Abstract

Background: Sulfur dioxide gas is known to include pollutants that are harmful to human health and the environment. Therefore, due to the increase of industrial activities, SO2 gas pollution control is very important. Objectives: The purpose of this study was to investigate the efficiency of sulfur dioxide removal by iron oxide nanoparticles deposited on clinoptilolite zeolite. Methods: Two materials, natural clinoptilolite and clinoptilolite containing iron oxide nanoparticles, were used as adsorbents of SO2. Both materials were characterized via scanning electron microscopy imaging, infrared spectroscopy, and N-2 porosimetry, along with the determination of the thermodynamic properties and kinetics of SO2 adsorption. Therefore, breakthrough experiments were carried out at different temperatures and with different contact times. Sulfur dioxide adsorption of a real sample was considered for both adsorbents. Results: The adsorption efficiency of SO2 in the synthetic and actual sample was obtained at 80.3 and 66.7, respectively, under optimum conditions (temperature of 25 degrees C and duration of 28.5 minutes) by modified zeolite with iron oxide nanoparticles.

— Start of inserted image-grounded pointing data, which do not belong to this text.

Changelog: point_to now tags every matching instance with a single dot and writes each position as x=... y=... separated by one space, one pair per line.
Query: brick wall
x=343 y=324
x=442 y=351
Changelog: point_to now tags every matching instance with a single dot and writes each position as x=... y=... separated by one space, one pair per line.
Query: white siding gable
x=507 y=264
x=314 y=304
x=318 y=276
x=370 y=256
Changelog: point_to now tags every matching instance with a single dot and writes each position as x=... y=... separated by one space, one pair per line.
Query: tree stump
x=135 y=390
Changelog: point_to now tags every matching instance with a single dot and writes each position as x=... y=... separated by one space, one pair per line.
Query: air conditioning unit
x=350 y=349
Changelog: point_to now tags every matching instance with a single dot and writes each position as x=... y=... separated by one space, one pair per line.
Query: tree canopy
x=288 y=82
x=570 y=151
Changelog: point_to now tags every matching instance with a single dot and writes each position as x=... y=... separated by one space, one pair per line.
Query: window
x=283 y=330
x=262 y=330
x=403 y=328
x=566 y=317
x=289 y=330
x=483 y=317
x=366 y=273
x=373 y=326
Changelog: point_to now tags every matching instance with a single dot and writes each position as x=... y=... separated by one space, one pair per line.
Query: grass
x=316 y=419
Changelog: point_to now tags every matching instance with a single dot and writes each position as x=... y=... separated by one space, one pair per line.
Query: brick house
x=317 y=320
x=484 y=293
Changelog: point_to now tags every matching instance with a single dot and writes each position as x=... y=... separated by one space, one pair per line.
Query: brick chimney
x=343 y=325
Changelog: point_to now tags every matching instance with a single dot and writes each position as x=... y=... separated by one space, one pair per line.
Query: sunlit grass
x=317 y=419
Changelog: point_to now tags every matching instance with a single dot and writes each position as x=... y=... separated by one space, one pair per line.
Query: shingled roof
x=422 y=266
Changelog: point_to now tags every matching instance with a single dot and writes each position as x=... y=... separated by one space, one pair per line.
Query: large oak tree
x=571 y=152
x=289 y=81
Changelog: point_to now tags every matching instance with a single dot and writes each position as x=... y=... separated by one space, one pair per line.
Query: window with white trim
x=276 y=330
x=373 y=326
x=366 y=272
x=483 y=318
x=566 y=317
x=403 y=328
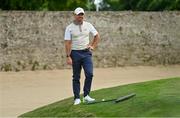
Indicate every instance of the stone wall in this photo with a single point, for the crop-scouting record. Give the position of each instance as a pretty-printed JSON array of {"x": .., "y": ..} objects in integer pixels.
[{"x": 32, "y": 40}]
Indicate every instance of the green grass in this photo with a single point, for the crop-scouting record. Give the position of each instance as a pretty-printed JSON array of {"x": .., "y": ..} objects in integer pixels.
[{"x": 159, "y": 98}]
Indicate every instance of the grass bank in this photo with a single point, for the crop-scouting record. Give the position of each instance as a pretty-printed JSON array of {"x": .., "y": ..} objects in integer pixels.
[{"x": 159, "y": 98}]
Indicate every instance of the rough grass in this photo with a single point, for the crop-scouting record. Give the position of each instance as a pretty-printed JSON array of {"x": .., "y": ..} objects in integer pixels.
[{"x": 159, "y": 98}]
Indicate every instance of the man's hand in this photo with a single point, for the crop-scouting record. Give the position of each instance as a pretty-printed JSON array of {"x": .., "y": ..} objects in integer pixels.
[
  {"x": 91, "y": 48},
  {"x": 69, "y": 60}
]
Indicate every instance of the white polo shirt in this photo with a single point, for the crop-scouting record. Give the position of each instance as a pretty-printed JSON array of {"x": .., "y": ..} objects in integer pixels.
[{"x": 79, "y": 35}]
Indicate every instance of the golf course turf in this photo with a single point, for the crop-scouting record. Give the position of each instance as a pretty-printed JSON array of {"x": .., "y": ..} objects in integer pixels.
[{"x": 158, "y": 98}]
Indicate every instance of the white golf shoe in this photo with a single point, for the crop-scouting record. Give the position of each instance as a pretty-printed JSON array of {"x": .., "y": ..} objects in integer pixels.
[
  {"x": 88, "y": 99},
  {"x": 77, "y": 101}
]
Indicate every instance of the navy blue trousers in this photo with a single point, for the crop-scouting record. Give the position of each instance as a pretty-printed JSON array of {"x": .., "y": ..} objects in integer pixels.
[{"x": 82, "y": 59}]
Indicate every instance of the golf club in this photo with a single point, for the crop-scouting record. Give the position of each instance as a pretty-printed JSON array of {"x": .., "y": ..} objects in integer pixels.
[{"x": 117, "y": 100}]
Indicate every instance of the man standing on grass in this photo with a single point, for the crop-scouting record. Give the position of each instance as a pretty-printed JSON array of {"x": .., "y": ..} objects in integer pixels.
[{"x": 79, "y": 53}]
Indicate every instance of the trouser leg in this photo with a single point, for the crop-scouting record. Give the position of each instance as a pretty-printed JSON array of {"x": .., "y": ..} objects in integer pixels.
[
  {"x": 76, "y": 78},
  {"x": 88, "y": 70}
]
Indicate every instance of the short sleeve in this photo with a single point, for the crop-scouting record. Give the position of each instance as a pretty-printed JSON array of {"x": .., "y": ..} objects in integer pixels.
[
  {"x": 67, "y": 34},
  {"x": 92, "y": 29}
]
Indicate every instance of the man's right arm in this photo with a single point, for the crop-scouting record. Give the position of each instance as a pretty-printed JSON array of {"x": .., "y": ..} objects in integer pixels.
[{"x": 68, "y": 51}]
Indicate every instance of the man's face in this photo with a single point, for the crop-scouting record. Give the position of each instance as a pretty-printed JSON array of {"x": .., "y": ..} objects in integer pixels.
[{"x": 79, "y": 17}]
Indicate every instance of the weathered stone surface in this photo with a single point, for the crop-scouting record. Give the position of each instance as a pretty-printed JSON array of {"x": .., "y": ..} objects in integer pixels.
[{"x": 32, "y": 40}]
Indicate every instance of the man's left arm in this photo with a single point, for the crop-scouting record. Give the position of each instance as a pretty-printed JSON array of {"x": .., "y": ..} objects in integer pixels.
[{"x": 94, "y": 42}]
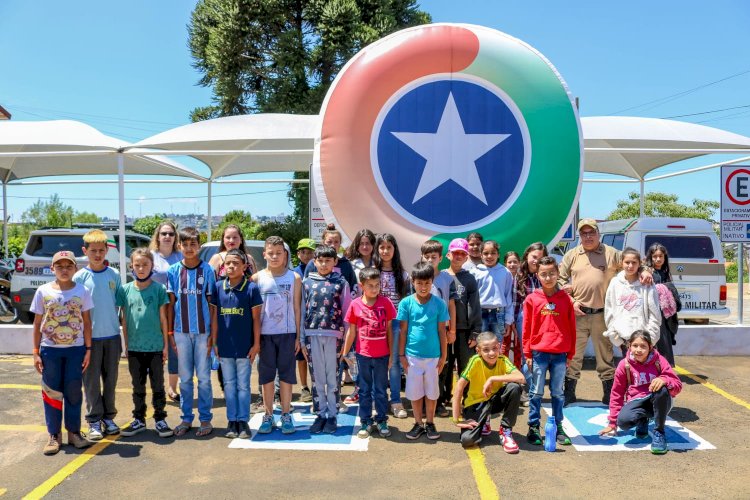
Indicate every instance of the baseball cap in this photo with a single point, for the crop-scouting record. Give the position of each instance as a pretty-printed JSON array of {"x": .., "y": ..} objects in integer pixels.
[
  {"x": 63, "y": 255},
  {"x": 459, "y": 245},
  {"x": 587, "y": 222},
  {"x": 306, "y": 243}
]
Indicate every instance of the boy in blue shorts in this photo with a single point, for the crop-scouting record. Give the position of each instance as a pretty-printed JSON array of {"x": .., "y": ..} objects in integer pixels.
[
  {"x": 100, "y": 380},
  {"x": 423, "y": 349},
  {"x": 190, "y": 283}
]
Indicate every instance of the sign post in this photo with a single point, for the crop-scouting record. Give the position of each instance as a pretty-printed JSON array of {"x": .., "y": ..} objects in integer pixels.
[{"x": 735, "y": 218}]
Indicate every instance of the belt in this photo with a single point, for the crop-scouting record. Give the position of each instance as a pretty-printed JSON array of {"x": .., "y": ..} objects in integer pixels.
[{"x": 589, "y": 310}]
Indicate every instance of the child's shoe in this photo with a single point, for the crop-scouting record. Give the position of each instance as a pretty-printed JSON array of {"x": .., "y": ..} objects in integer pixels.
[
  {"x": 561, "y": 437},
  {"x": 534, "y": 436},
  {"x": 487, "y": 429},
  {"x": 641, "y": 430},
  {"x": 364, "y": 430},
  {"x": 133, "y": 428},
  {"x": 77, "y": 440},
  {"x": 287, "y": 425},
  {"x": 506, "y": 439},
  {"x": 231, "y": 430},
  {"x": 267, "y": 425},
  {"x": 658, "y": 443},
  {"x": 95, "y": 431},
  {"x": 431, "y": 431},
  {"x": 317, "y": 426},
  {"x": 53, "y": 445},
  {"x": 110, "y": 427},
  {"x": 163, "y": 429},
  {"x": 383, "y": 429},
  {"x": 330, "y": 426},
  {"x": 415, "y": 431}
]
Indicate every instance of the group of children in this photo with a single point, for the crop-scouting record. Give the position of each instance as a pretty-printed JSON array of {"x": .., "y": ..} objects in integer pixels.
[{"x": 362, "y": 306}]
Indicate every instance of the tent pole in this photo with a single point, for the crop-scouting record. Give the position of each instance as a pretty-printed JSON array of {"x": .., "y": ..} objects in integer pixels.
[{"x": 121, "y": 210}]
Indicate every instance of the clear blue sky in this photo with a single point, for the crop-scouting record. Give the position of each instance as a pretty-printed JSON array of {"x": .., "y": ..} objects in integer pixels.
[{"x": 125, "y": 69}]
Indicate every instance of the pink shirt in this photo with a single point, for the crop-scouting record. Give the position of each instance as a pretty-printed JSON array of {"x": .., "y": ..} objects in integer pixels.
[{"x": 371, "y": 323}]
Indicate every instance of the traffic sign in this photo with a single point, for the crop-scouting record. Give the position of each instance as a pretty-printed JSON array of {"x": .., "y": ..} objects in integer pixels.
[{"x": 735, "y": 203}]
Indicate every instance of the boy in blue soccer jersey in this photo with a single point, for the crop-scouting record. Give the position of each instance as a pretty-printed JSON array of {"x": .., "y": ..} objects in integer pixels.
[{"x": 190, "y": 283}]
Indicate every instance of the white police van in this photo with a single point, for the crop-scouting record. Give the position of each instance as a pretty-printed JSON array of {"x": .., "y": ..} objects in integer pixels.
[{"x": 696, "y": 259}]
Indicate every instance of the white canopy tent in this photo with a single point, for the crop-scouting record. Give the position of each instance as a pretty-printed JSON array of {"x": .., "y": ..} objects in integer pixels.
[
  {"x": 63, "y": 147},
  {"x": 237, "y": 145}
]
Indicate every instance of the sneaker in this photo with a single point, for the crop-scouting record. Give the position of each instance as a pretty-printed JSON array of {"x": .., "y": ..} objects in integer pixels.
[
  {"x": 431, "y": 431},
  {"x": 330, "y": 426},
  {"x": 133, "y": 428},
  {"x": 95, "y": 431},
  {"x": 506, "y": 439},
  {"x": 383, "y": 429},
  {"x": 244, "y": 430},
  {"x": 561, "y": 437},
  {"x": 317, "y": 426},
  {"x": 231, "y": 430},
  {"x": 533, "y": 436},
  {"x": 487, "y": 429},
  {"x": 658, "y": 443},
  {"x": 110, "y": 427},
  {"x": 398, "y": 410},
  {"x": 267, "y": 425},
  {"x": 441, "y": 411},
  {"x": 287, "y": 425},
  {"x": 415, "y": 432},
  {"x": 77, "y": 440},
  {"x": 53, "y": 445},
  {"x": 364, "y": 431},
  {"x": 163, "y": 429},
  {"x": 305, "y": 396},
  {"x": 641, "y": 430}
]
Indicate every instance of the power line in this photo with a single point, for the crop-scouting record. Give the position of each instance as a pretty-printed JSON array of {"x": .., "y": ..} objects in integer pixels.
[{"x": 664, "y": 100}]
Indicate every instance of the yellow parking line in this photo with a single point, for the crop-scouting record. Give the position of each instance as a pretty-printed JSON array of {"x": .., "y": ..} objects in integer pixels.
[
  {"x": 711, "y": 386},
  {"x": 485, "y": 484}
]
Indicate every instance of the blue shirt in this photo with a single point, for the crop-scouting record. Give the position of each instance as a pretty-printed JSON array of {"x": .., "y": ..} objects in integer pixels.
[
  {"x": 235, "y": 316},
  {"x": 105, "y": 288},
  {"x": 192, "y": 288},
  {"x": 423, "y": 339}
]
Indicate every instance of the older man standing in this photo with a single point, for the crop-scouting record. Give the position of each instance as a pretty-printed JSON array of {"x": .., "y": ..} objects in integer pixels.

The removal percentage average of SO2 was also obtained in the synthetic and actual sample at 43.8 and 31.3, respectively, by zeolite in optimum conditions (temperature of 25 degrees C and contact time of 20.5 minutes). The adsorption of SO2 with both adsorbents followed the pseudo-second-order equation and the adsorption process was an exothermic and spontaneous process. Conclusions: The addition of these iron oxide nanoparticles had a positive impact on the surface area and on SO2 capacity.